The Implausible Girl
Clara faces the raven with dignity, after a moving speech directed at saving The Doctor’s sanity and salving his conscience, but whether we like her or not (and many dislike her) we expect to see her next episode. And if you’ve seen the previews and articles regarding the next episode/s we will, in some way.
Actual death is also full of expectation because those the dead leave behind contain the seeds of this within. It is in our nature to just expect life to continue because it does, even though individuals don’t.
Story tellers dealing with life and death need to acknowledge the finality of death for the individual, despite all the SF in the world, and also give space for the reactions of the living, whether a character sacrifices herself to a Justice Smoke Tattoo Raven of Doom, or dies crossing the street.
Perhaps, somewhere along the way, Doctor Who got it mixed up.
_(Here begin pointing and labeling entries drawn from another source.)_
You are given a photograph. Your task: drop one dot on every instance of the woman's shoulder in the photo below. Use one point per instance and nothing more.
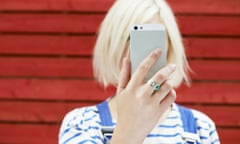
(82, 115)
(205, 127)
(202, 118)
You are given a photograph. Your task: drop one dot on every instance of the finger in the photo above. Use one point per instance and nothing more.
(160, 78)
(142, 70)
(167, 101)
(164, 73)
(124, 75)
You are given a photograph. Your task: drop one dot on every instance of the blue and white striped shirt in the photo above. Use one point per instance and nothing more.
(83, 126)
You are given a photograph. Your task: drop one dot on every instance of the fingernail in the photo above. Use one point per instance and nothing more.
(173, 66)
(157, 50)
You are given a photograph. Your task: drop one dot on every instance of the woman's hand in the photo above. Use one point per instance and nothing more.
(139, 107)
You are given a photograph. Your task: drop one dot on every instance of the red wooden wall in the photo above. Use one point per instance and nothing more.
(45, 63)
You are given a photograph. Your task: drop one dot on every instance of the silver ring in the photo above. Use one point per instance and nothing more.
(156, 86)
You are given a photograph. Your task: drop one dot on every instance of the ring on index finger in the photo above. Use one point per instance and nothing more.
(156, 86)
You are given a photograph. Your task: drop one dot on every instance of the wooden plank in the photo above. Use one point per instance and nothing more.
(37, 112)
(222, 115)
(83, 45)
(86, 90)
(185, 6)
(215, 69)
(54, 23)
(53, 5)
(35, 89)
(209, 25)
(28, 134)
(46, 67)
(53, 112)
(47, 134)
(229, 136)
(206, 6)
(47, 44)
(212, 47)
(88, 23)
(82, 68)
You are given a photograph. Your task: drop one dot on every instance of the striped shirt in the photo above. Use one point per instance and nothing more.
(83, 126)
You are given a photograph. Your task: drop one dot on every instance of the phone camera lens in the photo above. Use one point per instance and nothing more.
(135, 28)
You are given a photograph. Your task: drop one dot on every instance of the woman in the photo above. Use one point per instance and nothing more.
(138, 113)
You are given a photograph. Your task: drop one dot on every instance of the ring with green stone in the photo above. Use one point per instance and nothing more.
(154, 85)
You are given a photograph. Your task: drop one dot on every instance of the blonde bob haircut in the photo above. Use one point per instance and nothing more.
(112, 42)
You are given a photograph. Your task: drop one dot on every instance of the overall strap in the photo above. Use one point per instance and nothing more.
(189, 125)
(104, 113)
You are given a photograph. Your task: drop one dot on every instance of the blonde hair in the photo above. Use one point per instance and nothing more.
(111, 45)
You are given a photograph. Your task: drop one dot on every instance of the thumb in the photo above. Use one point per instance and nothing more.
(124, 75)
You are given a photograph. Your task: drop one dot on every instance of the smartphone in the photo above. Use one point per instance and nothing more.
(144, 38)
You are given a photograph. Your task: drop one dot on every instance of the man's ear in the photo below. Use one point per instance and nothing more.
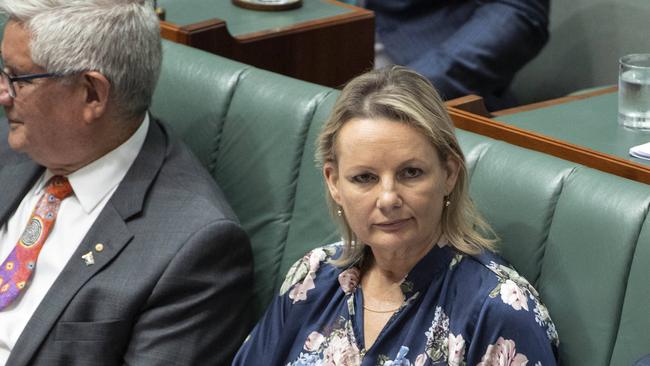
(331, 174)
(96, 88)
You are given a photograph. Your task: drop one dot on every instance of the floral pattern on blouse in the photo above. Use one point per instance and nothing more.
(459, 310)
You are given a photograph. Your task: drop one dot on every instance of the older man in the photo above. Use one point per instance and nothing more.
(116, 247)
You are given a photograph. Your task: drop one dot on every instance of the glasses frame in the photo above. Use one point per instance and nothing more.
(11, 79)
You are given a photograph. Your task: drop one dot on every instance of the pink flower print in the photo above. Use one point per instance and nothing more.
(512, 295)
(420, 360)
(456, 349)
(503, 353)
(349, 279)
(299, 291)
(314, 341)
(341, 352)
Someone decided the normal ‘expecting to see deceased people in their usual situations’ became we have to bring them back. However, the Doctor was right years ago when he said bringing the dead to life would be horrific. Danny’s second death, caught as he was in a nightmare, was heroic and painful contrasted to his mundane first death, which was shocking and drove Clara’s motivations up until her own demise. Yet, Danny’s heroism was again undermined by his third extinction – and his renunciation of a return. All I’m left thinking is: if Clara’s last words to save Ashildir and The Doctor are to remain meaningful, then she must remain dead.
Until we remember all the iterations of her, scattered along The Doctor’s timeline, in the past, and if in the past, then the future too.
Dreams all mortals dreamed before
All this death and back to life business just demonstrates The Doctor is a creation out of the same impetus that drives humans to follow religions (often featuring the dead that live), as well as belief in ghosts and other immortal beings. We want death not to be end. I’m not judging beliefs by the way, who amongst us doesn’t want our loved ones not dead? These beliefs are for the consolation of the living. What I do know is while lives end, stories don’t. They are repeated, they are rewritten, they are subsumed under further stories, and unearthed at intervals to echo across time and space. They endure. When stone becomes dust if there is a voice to give utterance, then there will a story. No SF retcon will rewrite a life once it’s gone, but to remember a story, that’s something.
Of death and stories and Doctor Who we can say only this and nothing more.